# Pinhole doodads and reciproci-whatsamagitzits



## christopher walrath (Mar 20, 2008)

Hi all.  I'm always one to be difficult so I'm trolling this one in all the forums I frequent, including here, BP, APUG and here.  So here goes.

I have been on the periphary of pinhole photography for sometime but, now that I am finally able to develop my own B&W I'm going for it.  I took an old folder (6x6 Wirgin) and removed the bellows/lens assembly to make a 35mm perspective control lens and I was trying to come up with another fate for the folder body than the trash receptical.  Then it dawned on me.  Medium format pinhole.  I reassembled the innards (roll film brackets, film tensioners) and then set about to building the front of the camera.  I cut cardboard from the back of a Steno pad about 10mm larger than the old lens window and cut a hole in the center of that and then covered it with black electrical tape.  I then cut a 5cm square piece of aluminum foil, rubbed it flat and taped it to the inside of the pinhole board.  Then I mounted that to the front of the body and marked the center on the inside.  Took a regular sewing needle and applied very light pressure while rolling it slightly in my fingers until the needle tip just pierced the foil.  Then I cut out another square of cardboard, smaller this time and covered it, taped a hinge onto it and mounted it over the pinhole.  I also fix a couple loops of thread so that I could more easily open the cover.  Put a piece of tape over the tripod hole inside the camera body, loaded film, tied the lid closed with a thin black shoe string and christened it the Walra-Lux 2008.

Now I have made a couple of exposures.  But I need to test this camera a little bit.  I have TMX-120 loaded and the aperture is around _f_/256 (needle tip miked at about .2mm and the focal length is about 27mm).  This would require any meter reading calling for an exposure at EV16 about one second exposure.  Which means EV 10 would need a little over a minute mathematically.  How would I figure reciprocity adjustments?  Since Kodak publishes an additional 5 seconds if a meter reading requires ten seconds, I'm figuring that you should add about four seconds to a reading that would call for an 8 second exposure.  And since that same publication says to adjust a 100 second required exposure by doubling it so probably about the same for a two minute exposure, expose for four minutes.  But waht about in between?  Do I do what Kodak did and just bracket it until I get the matching exposure and publish it or has anyone here already done pinhole and reciprocity with TMX and can shed some light on the subject (no pun intended)?  Any comments would be greatly appreciated.


----------



## compur (Mar 20, 2008)

I think you're gonna have to do some trial and error but I would start by
doubling your mathematically figured exposure time.


----------



## windrivermaiden (Mar 21, 2008)

somewhere in this forum I swear that there was a link to a page that explained all this in great detail. 

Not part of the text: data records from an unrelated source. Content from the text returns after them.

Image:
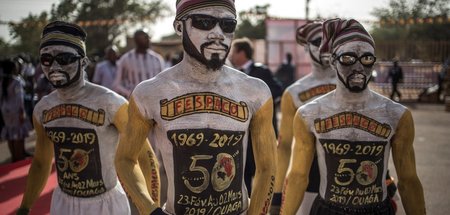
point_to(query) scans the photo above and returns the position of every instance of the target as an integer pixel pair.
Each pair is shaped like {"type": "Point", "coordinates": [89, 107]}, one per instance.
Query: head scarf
{"type": "Point", "coordinates": [336, 32]}
{"type": "Point", "coordinates": [64, 33]}
{"type": "Point", "coordinates": [186, 6]}
{"type": "Point", "coordinates": [308, 31]}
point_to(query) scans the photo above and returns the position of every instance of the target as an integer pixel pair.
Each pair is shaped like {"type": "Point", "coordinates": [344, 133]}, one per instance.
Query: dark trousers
{"type": "Point", "coordinates": [322, 207]}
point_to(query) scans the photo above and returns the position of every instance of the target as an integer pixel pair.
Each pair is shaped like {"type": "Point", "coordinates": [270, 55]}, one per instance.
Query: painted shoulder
{"type": "Point", "coordinates": [315, 106]}
{"type": "Point", "coordinates": [393, 109]}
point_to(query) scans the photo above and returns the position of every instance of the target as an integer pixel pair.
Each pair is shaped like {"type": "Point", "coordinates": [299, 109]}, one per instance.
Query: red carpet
{"type": "Point", "coordinates": [13, 178]}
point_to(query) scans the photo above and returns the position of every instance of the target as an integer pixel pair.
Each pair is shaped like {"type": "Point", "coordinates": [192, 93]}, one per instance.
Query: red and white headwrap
{"type": "Point", "coordinates": [185, 6]}
{"type": "Point", "coordinates": [339, 31]}
{"type": "Point", "coordinates": [308, 31]}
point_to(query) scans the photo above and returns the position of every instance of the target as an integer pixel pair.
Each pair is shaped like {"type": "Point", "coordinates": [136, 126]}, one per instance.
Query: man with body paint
{"type": "Point", "coordinates": [353, 130]}
{"type": "Point", "coordinates": [201, 113]}
{"type": "Point", "coordinates": [320, 81]}
{"type": "Point", "coordinates": [79, 124]}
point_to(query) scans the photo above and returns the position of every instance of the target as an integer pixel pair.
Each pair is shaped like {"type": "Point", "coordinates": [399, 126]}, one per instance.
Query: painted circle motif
{"type": "Point", "coordinates": [367, 173]}
{"type": "Point", "coordinates": [79, 160]}
{"type": "Point", "coordinates": [224, 171]}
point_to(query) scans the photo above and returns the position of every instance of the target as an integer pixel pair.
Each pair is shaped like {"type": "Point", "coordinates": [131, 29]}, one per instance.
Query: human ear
{"type": "Point", "coordinates": [178, 26]}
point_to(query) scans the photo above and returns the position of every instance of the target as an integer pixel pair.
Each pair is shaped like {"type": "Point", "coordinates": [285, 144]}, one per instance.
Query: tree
{"type": "Point", "coordinates": [252, 22]}
{"type": "Point", "coordinates": [104, 21]}
{"type": "Point", "coordinates": [27, 33]}
{"type": "Point", "coordinates": [408, 28]}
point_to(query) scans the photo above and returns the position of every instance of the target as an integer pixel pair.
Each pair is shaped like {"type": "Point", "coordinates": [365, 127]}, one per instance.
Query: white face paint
{"type": "Point", "coordinates": [220, 41]}
{"type": "Point", "coordinates": [60, 75]}
{"type": "Point", "coordinates": [355, 77]}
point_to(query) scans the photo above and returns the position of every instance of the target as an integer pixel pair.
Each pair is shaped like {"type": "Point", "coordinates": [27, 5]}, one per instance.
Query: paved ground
{"type": "Point", "coordinates": [432, 146]}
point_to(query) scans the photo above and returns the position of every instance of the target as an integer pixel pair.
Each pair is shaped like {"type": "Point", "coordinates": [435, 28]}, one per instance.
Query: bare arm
{"type": "Point", "coordinates": [409, 184]}
{"type": "Point", "coordinates": [264, 145]}
{"type": "Point", "coordinates": [298, 172]}
{"type": "Point", "coordinates": [40, 167]}
{"type": "Point", "coordinates": [118, 80]}
{"type": "Point", "coordinates": [285, 139]}
{"type": "Point", "coordinates": [130, 147]}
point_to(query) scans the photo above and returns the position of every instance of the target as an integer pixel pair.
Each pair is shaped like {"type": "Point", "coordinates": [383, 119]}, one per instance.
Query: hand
{"type": "Point", "coordinates": [158, 211]}
{"type": "Point", "coordinates": [276, 204]}
{"type": "Point", "coordinates": [274, 210]}
{"type": "Point", "coordinates": [23, 211]}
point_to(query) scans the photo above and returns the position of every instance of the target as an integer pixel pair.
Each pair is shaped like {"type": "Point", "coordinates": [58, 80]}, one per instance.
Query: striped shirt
{"type": "Point", "coordinates": [133, 68]}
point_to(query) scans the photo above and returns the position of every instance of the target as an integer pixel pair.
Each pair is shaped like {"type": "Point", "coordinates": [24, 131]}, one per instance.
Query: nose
{"type": "Point", "coordinates": [216, 33]}
{"type": "Point", "coordinates": [55, 66]}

How I would do it...trial and error. most of the fun of pinhole is to see whatcha get.


----------



## JamesD (Mar 30, 2008)

Generally, I make a few test exposures under the conditions I'm planning to shoot, recording the meter readings from my 35mm camera.  Then, selecting the best exposures, I make a chart based on the meter readings.  Then, I work from that, metering with my camera if I'm not sure about the lighting conditions.  I also always work out a sunny/16 exposure and label the camera or pinhole mounting.


----------



## christopher walrath (Mar 31, 2008)

I came up with these general numbers. As f/256 at one second is EV16, here is what I have.

EV - recommended time - adjusted for reciprocity
EV16 - 1 sec - 1 sec
EV15 - 2 sec - 2.5 sec
EV14 - 4 sec - 5.5 sec
EV13 - 8 sec - 12 sec
EV12 - 15 sec - 25 sec
EV11 - 30 sec - 50 sec
EV10 - 60 sec - 110 sec
EV9 - 120 sec - 240 sec
EV8 - 240 sec - 510 sec

This fits Kodak's recommendations for TMX in their literature which states 'expose TMX for 15 seconds when exposure calls for 10 and expose for 200 seconds when exposure calls for 100'.  Works so far.


----------